Notes

Holidays #6: St. Nicolas Day

December 6, 2015

St. Nicholas Day (Dzień Świętego Mikołaja) kicks off the Christmas holidays in Poland and many other countries across Europe. Saint Nicholas, renowned for his great kindness and generous aid, had a reputation for miracles and secret gift-giving, which made him the model for the figure we’ve come to know as Santa Claus. To celebrate, young children put their shoes on the windowsill on the night of December 5th for St. Nicholas, who fills the boots with gifts and sweets overnight and checks to see if the children have been good or bad over the last year – supposedly the origin of American Christmas stockings.

 

The one thing that St.
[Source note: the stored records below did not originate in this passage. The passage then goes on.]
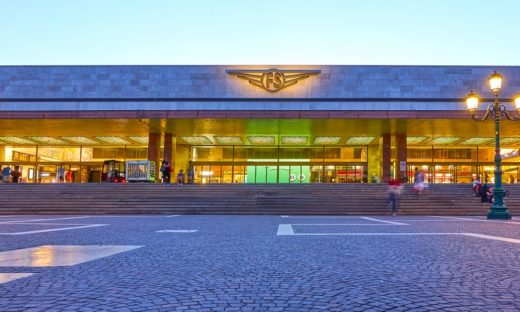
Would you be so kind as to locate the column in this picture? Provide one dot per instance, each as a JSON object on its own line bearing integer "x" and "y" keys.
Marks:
{"x": 387, "y": 156}
{"x": 168, "y": 151}
{"x": 154, "y": 147}
{"x": 401, "y": 156}
{"x": 374, "y": 162}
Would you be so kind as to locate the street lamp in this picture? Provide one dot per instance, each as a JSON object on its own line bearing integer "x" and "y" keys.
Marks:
{"x": 498, "y": 209}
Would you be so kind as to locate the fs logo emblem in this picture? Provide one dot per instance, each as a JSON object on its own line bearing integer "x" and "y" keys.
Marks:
{"x": 273, "y": 80}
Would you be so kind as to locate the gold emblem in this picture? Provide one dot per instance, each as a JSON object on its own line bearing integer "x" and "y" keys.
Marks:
{"x": 273, "y": 80}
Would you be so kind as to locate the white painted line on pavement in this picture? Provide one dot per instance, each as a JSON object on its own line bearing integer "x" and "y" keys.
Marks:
{"x": 481, "y": 220}
{"x": 54, "y": 230}
{"x": 370, "y": 234}
{"x": 39, "y": 223}
{"x": 177, "y": 231}
{"x": 498, "y": 238}
{"x": 322, "y": 217}
{"x": 8, "y": 277}
{"x": 53, "y": 219}
{"x": 384, "y": 221}
{"x": 285, "y": 229}
{"x": 368, "y": 224}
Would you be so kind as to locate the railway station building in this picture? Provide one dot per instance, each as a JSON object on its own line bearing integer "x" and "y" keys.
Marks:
{"x": 256, "y": 124}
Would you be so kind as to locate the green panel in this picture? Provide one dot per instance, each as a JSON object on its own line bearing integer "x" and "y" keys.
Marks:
{"x": 284, "y": 174}
{"x": 260, "y": 174}
{"x": 250, "y": 177}
{"x": 272, "y": 174}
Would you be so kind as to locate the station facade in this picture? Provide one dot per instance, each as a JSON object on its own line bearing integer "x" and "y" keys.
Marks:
{"x": 255, "y": 124}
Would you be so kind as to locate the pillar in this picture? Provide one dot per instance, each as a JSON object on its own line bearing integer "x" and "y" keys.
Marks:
{"x": 182, "y": 157}
{"x": 168, "y": 150}
{"x": 374, "y": 163}
{"x": 401, "y": 157}
{"x": 387, "y": 156}
{"x": 154, "y": 147}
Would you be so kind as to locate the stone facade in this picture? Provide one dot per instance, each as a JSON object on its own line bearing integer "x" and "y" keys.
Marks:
{"x": 407, "y": 88}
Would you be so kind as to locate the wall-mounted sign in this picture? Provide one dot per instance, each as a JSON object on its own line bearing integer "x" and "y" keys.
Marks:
{"x": 273, "y": 80}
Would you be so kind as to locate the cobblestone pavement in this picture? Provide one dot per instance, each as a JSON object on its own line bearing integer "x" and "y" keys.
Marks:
{"x": 239, "y": 263}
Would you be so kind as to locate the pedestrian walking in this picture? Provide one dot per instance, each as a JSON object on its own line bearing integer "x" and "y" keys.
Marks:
{"x": 16, "y": 174}
{"x": 6, "y": 173}
{"x": 61, "y": 174}
{"x": 166, "y": 171}
{"x": 394, "y": 192}
{"x": 180, "y": 177}
{"x": 418, "y": 182}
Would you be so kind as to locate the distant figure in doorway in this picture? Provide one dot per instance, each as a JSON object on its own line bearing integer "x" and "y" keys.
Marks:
{"x": 61, "y": 174}
{"x": 394, "y": 192}
{"x": 418, "y": 184}
{"x": 166, "y": 171}
{"x": 180, "y": 177}
{"x": 477, "y": 184}
{"x": 486, "y": 193}
{"x": 16, "y": 174}
{"x": 191, "y": 174}
{"x": 6, "y": 173}
{"x": 69, "y": 176}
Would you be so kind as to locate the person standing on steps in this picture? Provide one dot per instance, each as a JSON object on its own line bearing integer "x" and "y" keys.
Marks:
{"x": 180, "y": 177}
{"x": 394, "y": 192}
{"x": 418, "y": 182}
{"x": 6, "y": 173}
{"x": 166, "y": 171}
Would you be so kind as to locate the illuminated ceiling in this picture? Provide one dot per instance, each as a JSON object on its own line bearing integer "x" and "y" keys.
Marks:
{"x": 102, "y": 132}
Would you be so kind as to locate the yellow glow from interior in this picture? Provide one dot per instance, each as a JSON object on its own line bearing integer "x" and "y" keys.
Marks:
{"x": 495, "y": 82}
{"x": 516, "y": 100}
{"x": 43, "y": 256}
{"x": 472, "y": 101}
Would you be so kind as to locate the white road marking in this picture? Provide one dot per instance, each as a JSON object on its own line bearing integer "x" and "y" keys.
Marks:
{"x": 53, "y": 219}
{"x": 498, "y": 238}
{"x": 483, "y": 220}
{"x": 39, "y": 223}
{"x": 384, "y": 221}
{"x": 377, "y": 224}
{"x": 376, "y": 234}
{"x": 54, "y": 230}
{"x": 177, "y": 231}
{"x": 59, "y": 255}
{"x": 285, "y": 229}
{"x": 321, "y": 217}
{"x": 8, "y": 277}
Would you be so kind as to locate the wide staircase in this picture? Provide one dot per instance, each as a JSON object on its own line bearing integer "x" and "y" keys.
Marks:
{"x": 300, "y": 199}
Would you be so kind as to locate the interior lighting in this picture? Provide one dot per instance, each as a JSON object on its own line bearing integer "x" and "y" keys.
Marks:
{"x": 197, "y": 140}
{"x": 359, "y": 140}
{"x": 16, "y": 140}
{"x": 326, "y": 140}
{"x": 229, "y": 140}
{"x": 294, "y": 140}
{"x": 262, "y": 140}
{"x": 114, "y": 140}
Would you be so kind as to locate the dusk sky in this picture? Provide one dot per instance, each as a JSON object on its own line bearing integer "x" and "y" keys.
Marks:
{"x": 403, "y": 32}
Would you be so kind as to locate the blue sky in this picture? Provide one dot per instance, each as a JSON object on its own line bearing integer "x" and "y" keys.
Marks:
{"x": 407, "y": 32}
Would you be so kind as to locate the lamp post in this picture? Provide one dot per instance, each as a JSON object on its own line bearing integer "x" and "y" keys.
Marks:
{"x": 498, "y": 209}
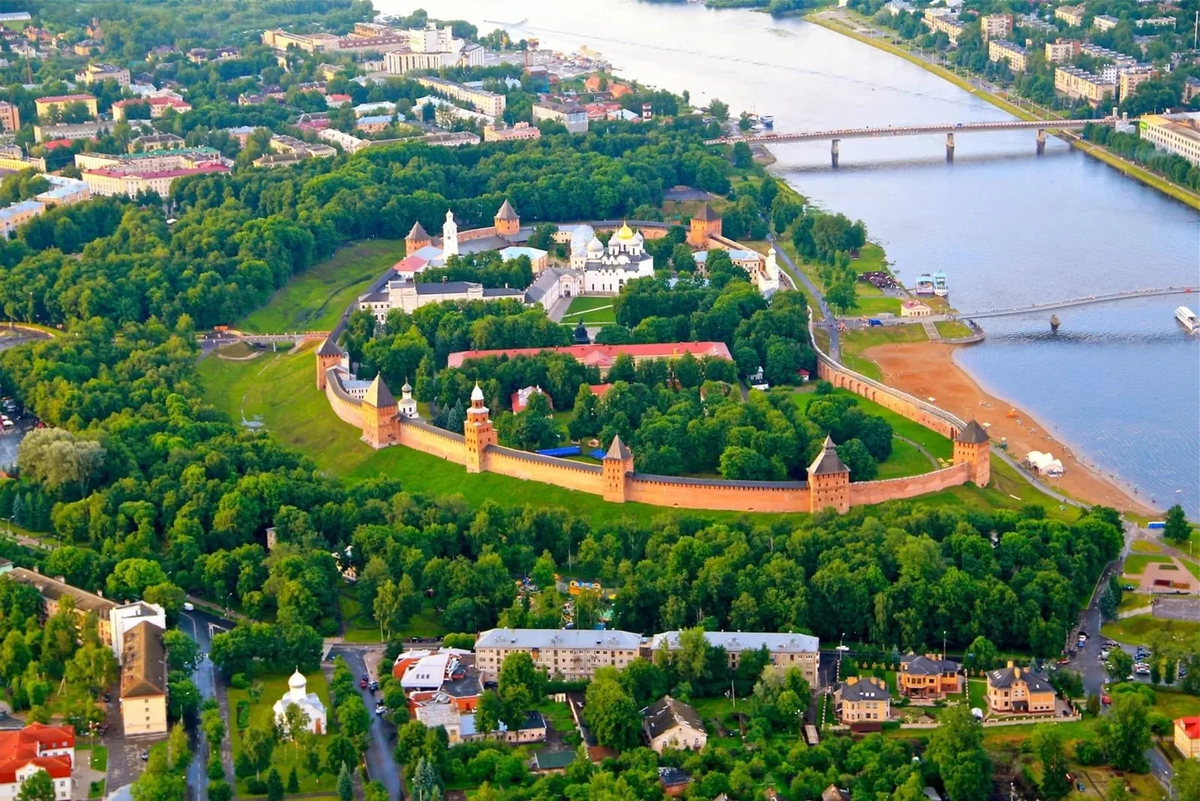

Nicholas is not, is a jolly, red-cheeked man, who says “Ho, Ho, Ho.” In Poland, he is a saintly and dignified figure – a patron saint of sailers, archers, and children. Among the kind and miraculous acts attributed to him, is saving three young girls from prostitution by secretly providing them with dowries, raising three murdered boys from the dead, and saving sailors caught in the stormy seas.

 

He has a white, flowing beard, carries a golden crozier (sort of like a fancy shepherd’s staff), and wears a long white or red robe with a tall and magnificent headpiece (resembling a bishop’s mitre). And with the aid of an angel helper, he travels either on foot, on horseback, or in a sleigh pulled by a white horse to visit each and every home.

 

So tell me, did you find any gifts in your shoe this morning?

Bonus Factoids 

Candy canes originated as a symbol of a crozier.

 

Why shoes? It is said that, mysteriously, on three different occasions, a bag of gold appeared in the home of a poor man and his three daughters who needed dowries in order to avoid prostitution. Wanting to help, St. Nicholas secretly tossed bags of gold through an open window and/or chimney (the jury’s still out on this one), where it fell into a pair of shoes. On the third day, he was found out, but made the man promise not to tell anyone about it.

 

The name Santa Clause comes from the Dutch Sinterklass – itself a series of corruptions on the transliteration of St. Nikolaos.

 

In France, St. Nicholas travels with a little donkey that carries a basket filled with gifts and sweets.